Isabel Pagano (ipagano@mpc.com.br)

Resp.:
É verdade, isto provém do fato de que é necessário ter alguns critérios de seleção para filtrar candidatos. A resposta para superar o filtro é enviar um trabalho que chame a atenção para as competências adquiridas de forma não convencional. Como cito no livro, Einstein foi recusado como professor de física em duas universidades por não ter títulos...
 
4. Não estou inserida no mercado de trabalho "comum" (explico: como "multitarefa" autônoma, dependo de mim mesma para dar rumo às minhas atividades e para colocar meu potencial na ativa), mas já estive, saí, quis retornar e foi então que percebi como as estruturas são engessadas: procuram-se funcionários muito mais pelo título, conferido por um diploma que ele possa apresentar, do que pelo seu potencial e pela sua experiência. Por exemplo: eu sou formada em Letras e em Linguística, mas já fiz tanta coisa na minha vida, gosto tanto de aprender coisas novas, que tenho certeza de que posso me sair bem em pelo menos uma dúzia de atividades que pouco têm a ver com dar aula de português ou fazer traduções... :))) Mas ai de mim me aventurar a um cargo de, digamos, relações públicas, ou assistente de treinamento... Quis fazer esse comentário porque gostaria de saber sua opinião a respeito. Imagino que fuja um pouco da sua área, mas por acaso você já escreveu alguma coisa sobre isso?
Isabel Pagano (ipagano@mpc.com.br)

Resp.: Creio que aí precisa haver criatividade também no recrutamento.
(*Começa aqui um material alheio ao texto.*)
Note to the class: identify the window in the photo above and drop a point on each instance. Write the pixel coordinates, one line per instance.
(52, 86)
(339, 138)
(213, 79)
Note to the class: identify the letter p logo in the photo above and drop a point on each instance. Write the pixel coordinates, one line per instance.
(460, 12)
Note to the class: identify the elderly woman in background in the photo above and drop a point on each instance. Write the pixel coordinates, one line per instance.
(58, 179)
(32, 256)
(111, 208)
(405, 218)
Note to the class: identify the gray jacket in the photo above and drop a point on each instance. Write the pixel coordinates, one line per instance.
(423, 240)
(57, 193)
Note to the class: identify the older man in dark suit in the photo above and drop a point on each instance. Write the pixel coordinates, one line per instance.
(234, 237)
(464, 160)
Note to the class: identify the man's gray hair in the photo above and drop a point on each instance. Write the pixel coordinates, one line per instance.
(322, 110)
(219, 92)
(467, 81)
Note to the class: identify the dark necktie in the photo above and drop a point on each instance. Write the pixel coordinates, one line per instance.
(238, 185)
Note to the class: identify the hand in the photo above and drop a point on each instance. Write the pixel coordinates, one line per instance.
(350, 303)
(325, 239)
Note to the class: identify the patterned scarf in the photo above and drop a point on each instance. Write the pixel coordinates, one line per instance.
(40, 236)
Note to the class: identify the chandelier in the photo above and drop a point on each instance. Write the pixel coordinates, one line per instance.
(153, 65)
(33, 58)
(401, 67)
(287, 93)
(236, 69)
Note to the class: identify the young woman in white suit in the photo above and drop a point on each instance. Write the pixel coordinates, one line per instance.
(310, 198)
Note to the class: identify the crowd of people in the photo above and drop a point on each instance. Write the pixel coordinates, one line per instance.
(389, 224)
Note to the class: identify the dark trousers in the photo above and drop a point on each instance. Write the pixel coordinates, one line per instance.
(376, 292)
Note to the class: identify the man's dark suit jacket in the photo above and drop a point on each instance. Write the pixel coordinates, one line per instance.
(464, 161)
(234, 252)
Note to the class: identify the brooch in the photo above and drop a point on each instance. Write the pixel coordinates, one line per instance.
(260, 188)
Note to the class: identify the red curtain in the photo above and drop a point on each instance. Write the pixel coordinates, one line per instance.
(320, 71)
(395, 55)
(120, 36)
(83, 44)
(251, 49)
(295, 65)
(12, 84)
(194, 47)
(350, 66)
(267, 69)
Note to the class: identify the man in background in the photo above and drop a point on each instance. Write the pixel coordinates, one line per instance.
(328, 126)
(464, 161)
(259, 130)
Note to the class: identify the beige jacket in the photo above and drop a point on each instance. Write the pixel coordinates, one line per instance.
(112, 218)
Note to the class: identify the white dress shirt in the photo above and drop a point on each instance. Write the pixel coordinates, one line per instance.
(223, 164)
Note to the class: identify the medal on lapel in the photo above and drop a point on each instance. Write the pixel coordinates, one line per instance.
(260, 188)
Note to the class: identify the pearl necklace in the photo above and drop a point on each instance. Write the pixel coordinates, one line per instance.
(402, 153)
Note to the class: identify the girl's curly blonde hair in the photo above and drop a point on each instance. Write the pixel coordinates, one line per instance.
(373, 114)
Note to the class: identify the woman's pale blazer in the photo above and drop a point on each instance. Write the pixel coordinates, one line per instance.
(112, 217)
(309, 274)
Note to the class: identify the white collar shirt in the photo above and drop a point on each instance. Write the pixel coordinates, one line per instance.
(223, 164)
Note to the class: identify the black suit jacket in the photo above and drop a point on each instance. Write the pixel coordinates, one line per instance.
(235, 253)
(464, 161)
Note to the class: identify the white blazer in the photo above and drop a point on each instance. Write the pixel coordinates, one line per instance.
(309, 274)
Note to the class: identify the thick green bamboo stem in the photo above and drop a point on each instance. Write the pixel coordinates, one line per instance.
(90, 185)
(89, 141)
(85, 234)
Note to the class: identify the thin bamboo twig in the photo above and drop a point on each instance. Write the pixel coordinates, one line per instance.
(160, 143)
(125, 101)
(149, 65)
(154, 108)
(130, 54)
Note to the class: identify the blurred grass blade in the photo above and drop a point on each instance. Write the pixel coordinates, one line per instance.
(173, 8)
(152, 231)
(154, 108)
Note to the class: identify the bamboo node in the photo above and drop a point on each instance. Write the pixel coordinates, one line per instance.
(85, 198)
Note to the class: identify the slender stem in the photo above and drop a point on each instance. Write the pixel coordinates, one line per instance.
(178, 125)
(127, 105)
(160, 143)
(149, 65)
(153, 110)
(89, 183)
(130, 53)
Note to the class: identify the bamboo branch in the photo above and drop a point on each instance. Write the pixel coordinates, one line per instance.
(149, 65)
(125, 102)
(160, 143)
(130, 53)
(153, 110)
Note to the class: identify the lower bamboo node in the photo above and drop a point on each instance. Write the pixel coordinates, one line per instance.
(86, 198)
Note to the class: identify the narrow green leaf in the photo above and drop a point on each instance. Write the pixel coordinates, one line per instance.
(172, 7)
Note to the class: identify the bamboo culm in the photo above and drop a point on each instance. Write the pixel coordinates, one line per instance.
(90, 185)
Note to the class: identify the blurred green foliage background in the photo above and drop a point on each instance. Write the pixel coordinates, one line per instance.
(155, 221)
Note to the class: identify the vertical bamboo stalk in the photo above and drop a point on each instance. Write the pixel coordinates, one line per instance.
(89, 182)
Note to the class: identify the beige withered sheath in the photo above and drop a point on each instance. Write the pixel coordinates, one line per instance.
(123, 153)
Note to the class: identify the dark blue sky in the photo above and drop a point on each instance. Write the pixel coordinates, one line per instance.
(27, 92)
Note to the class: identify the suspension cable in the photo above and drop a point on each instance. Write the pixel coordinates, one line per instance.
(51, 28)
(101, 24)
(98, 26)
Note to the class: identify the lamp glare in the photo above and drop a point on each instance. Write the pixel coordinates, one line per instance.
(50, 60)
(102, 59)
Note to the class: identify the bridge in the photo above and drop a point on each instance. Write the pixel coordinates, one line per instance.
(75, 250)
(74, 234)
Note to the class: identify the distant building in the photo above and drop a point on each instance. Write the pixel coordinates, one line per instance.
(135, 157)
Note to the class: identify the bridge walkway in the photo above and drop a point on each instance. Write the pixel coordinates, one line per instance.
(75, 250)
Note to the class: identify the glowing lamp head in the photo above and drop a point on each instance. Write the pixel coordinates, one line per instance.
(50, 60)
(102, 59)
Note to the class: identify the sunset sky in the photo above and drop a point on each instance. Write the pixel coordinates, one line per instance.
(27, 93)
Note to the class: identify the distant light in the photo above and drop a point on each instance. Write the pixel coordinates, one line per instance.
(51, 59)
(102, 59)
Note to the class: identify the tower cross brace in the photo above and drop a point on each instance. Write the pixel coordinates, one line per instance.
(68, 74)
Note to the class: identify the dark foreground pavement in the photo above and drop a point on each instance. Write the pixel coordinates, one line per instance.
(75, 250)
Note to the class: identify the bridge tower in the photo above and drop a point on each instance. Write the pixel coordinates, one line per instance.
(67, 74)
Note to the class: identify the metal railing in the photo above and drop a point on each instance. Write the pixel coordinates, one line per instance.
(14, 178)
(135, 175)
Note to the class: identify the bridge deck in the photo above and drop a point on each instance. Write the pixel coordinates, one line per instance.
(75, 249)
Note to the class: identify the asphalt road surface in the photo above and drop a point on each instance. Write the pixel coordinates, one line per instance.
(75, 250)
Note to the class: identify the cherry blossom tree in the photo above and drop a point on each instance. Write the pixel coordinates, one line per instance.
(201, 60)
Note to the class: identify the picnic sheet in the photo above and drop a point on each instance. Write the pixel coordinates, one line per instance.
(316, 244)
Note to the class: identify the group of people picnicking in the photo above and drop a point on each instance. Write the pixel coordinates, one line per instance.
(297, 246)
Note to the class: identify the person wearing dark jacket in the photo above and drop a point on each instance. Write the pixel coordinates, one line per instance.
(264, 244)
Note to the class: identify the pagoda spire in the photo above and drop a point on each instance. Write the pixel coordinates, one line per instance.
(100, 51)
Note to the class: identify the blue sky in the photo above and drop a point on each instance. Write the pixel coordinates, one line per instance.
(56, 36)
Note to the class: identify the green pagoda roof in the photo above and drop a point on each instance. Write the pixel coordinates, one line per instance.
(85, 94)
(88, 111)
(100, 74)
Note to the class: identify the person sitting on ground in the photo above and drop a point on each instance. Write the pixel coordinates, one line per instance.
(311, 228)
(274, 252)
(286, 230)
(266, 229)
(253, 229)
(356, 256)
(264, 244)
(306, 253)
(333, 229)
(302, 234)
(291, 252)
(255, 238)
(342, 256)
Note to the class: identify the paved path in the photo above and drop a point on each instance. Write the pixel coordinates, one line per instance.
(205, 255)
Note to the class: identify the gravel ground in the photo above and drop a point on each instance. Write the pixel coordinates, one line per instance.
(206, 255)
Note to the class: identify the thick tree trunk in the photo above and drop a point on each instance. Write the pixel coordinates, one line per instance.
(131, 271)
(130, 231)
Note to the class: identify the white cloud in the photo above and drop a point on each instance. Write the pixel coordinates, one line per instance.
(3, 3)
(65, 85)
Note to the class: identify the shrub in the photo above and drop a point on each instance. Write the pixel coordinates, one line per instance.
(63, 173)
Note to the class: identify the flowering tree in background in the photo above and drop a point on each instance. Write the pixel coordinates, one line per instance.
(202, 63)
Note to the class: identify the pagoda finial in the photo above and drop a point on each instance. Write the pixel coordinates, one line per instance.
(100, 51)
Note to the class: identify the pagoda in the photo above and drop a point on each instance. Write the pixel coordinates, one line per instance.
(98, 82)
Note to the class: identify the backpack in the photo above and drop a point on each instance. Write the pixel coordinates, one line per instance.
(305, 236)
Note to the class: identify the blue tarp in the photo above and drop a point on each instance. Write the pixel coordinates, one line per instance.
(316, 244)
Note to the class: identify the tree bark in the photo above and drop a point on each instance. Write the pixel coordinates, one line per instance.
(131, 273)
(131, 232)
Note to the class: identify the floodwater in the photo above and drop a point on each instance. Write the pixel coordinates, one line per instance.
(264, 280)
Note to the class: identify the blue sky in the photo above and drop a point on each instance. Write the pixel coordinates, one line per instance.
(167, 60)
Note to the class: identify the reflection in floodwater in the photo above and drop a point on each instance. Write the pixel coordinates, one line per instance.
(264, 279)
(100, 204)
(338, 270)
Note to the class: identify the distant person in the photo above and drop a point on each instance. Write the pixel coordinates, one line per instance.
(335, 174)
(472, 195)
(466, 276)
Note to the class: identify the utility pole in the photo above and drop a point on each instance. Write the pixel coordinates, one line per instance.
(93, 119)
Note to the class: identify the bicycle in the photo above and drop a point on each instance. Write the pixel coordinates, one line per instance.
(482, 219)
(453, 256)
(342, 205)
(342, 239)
Quem se lançasse a uma seleção baseada em critérios não convencionais talvez colhesse alguns gênios por aí espalhados. Quando se precisou de gente para conceber o primeiro computador inglês, destinado ao cálculo de tabelas de tiro para artilharia, pediu-se bons alunos de matemática que fossem também exímios enxadristas, este modelo deu bons resultados.
 
5. Talvez seja um comentário absolutamente dispensável (e talvez não tenha nada a ver com empresas) mas, vá lá... :) : Acho que grau de dificuldade conta, juntamente com o lapso temporal. É mais fácil pensar a longo prazo quando o que está em jogo não é exatamente um sacrifíicio. Por exemplo, fechar a torneira ao escovar os dentes, para poupar água para as gerações futuras, demanda menos esforço do que trabalhar no esquema do lavrador ucraniado citado, pelo bem das gerações futuras... :) Claro que nesse caso também está em jogo alguma forma de recompensa (aceitação social, paz de espírito, etc).
Isabel Pagano (ipagano@mpc.com.br)

Resp.: O ponto que eu queria ressaltar é quanto estas condutas de prêmio a longo prazo são menos efetivas. Uma educação com grande consciência social deve dar seus frutos, mas demanda também um investimento que se mede em gerações.